We break from the pack, duck down San Nicolás Street, and find Restaurante Baserriberri. We hear the chef has a trio of thematic plates for us and we’re curious. An early dinner for Spain, but sustenance just enough to fortify before the night carries on. Chef Iñaki Andradas cooks like a man born too late to fight bulls but too inventive not to try something just as daring. First, the bOOmVeja tapa, only here in Basque country, they’re called pintxos. It arrives smoking, dramatic, and served in a hollowed bomb shell. A tribute to Jake Barnes’s unfortunate war injury. Inside the shell as the smoke clears is stewed lamb over a cream-filled Japanese pancake.
Next, a little deep-fried quail leg, crisp and savory, like a miniature Southern Colonel’s specialty or Bill Gorton’s riverside treat, paired with a sharp aioli. Then a “hot dog,” local chistorra, red with spice and crisped, tucked in a brioche bun and loaded Chicago-style, plated in a cardboard bull. It’s theatrical and ridiculous and the only bull we’ll see tonight. We sip a glass of Crianza and talk with GM Javier, who praises Chef Iñaki’s approach. “Contemporary, but not molecular,” he tells us. “Flavors first, then fun.” In the novel, Jake laments “the first meal of prices being doubled for the fiesta,” and here we’re glad to pay.

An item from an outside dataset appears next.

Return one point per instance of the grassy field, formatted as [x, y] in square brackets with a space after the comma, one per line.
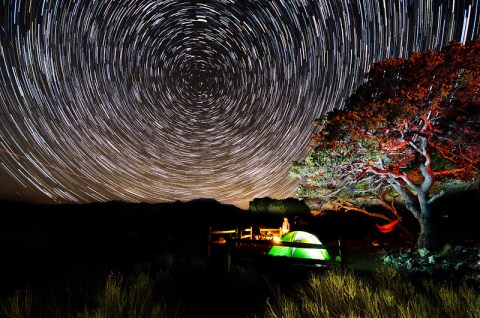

Outside, the band marches on along the borders of the square and we rejoin to work up to the next meal, gin tonics now in hand. We don’t know where we’re going, but neither did Jake and Bill and Brett and Mike. Not really. They followed noise, hospitality, and instinct and casually kept tabs on a drunk Cohn, and we follow suit.
Bars beckon along our path of modern-day “riau-riau music, the pipes shrill and the drums pounding,” and we dance our way in and out of a few joints, looking for the right madness. We try a tight corner off the square, a bodega with hanging leather wineskins and plenty of barrels, and finally win a spot at the small counter. On the bar, mojama con cebollas encurtidas, salt-cured tuna with pickled onions. Hemingway never writes of mojama, but Mike Campbell shared tuna and onions and oil and vinegar with the band of dancers who adopted them along the festival’s path. This ruby-red ham of the sea counts and we share with new friends and toast the night. Our toasts from glasses, not wineskins, which we try to solve.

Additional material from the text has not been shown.